Banana bread is a moist sweet, cake-like quick bread made with fully ripe, mashed bananas. There are some recipes where banana bread is made as a yeast bread when it is then usually sliced, toasted and spread with butter.
The Banana originated in Southeast Asia (probably on the Malaysian archipelago) and spread from India, to the Philippines, New Guinea etc. It was cultivated by about 2,000 B.C., but these people were rice eaters, and wheat was unknown there, so breads were not part of their culture.
It was with the popularization of baking soda and baking powder in the 1930′s that banana bread first became a standard feature of American cookbooks and appeared in Pillsbury’s 1933 Balanced Recipes cookbook. Banana bread later gained further acceptance with the release of the original Chiquita Banana’s Recipe Book in 1950.

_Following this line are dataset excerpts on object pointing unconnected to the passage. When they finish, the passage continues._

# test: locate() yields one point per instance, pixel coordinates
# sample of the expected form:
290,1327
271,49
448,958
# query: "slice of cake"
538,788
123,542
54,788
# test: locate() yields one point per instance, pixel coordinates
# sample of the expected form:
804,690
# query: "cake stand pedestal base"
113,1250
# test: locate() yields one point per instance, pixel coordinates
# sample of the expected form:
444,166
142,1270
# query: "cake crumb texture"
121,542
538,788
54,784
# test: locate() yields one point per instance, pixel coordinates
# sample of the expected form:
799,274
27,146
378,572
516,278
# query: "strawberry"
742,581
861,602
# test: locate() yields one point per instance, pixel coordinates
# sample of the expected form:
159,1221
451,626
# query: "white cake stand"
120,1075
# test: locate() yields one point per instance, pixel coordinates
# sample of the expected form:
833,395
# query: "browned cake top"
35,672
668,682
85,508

The United States saw the arrival of bananas in the 1870′s, but it took a while before they appeared as an ingredient in desserts.

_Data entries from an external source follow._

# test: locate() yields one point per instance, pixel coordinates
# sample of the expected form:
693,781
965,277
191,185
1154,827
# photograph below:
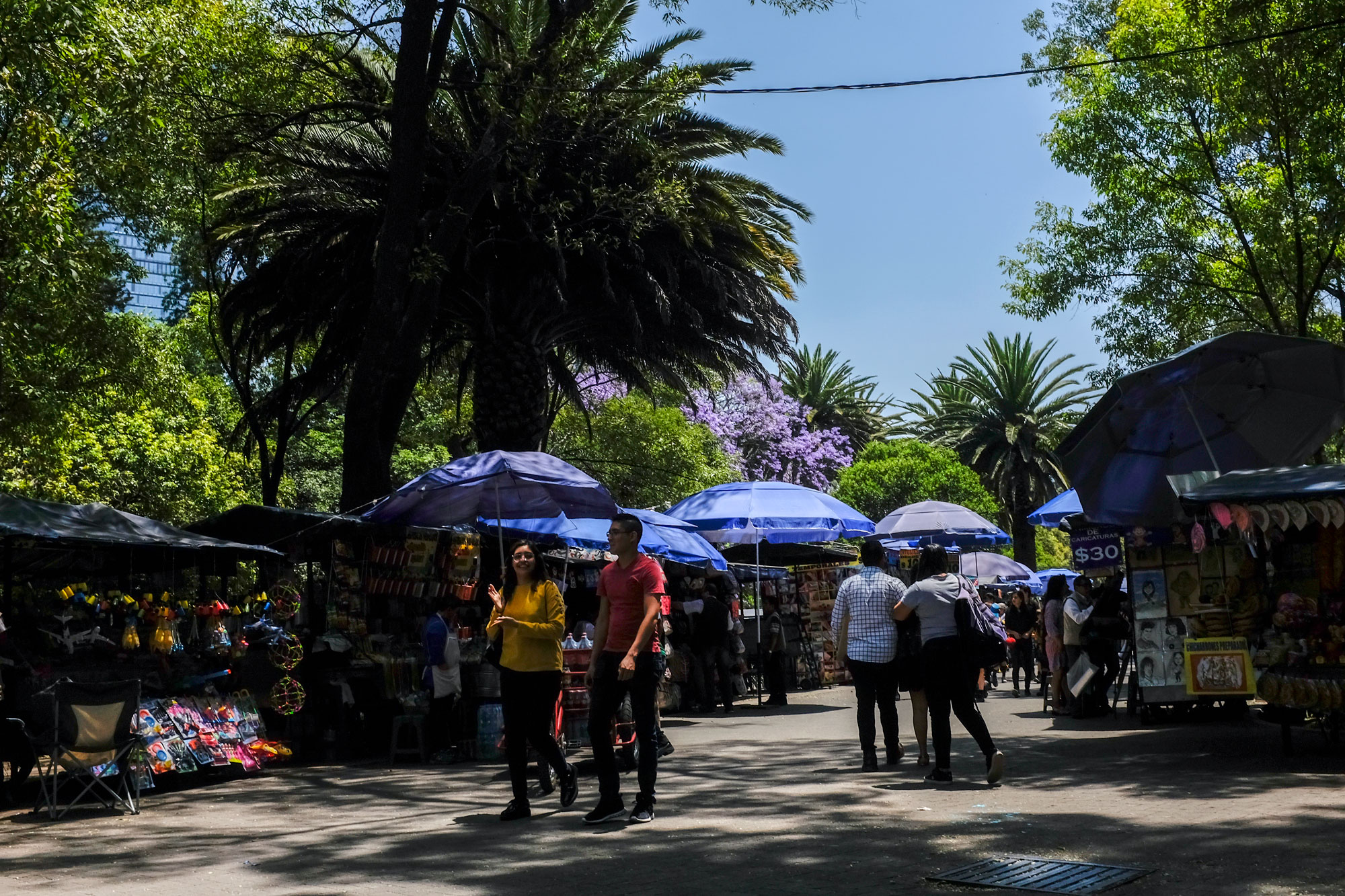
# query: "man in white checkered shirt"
871,649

The Vienna Model Bakery advertised banana bread as something new in the April 21, 1893, edition of St. Louis Post-Dispatch. An early restaurant/bakery chain owned by Gaff, Fleischmann & Company, they were known for their baked goods and are likely one of the first to produce a banana bread in the United States. It was made with banana flour, which is made by drying strips of the fruit, then grinding it to a powder. This process had long been used in the West Indies.
In Hawaii during World War I, there was a surplus of bananas due to very few ships to export the fruit. In order not to waste the fruits, alternative uses for the fruit were developed. The bakeries started incorporating the fruit into their breads.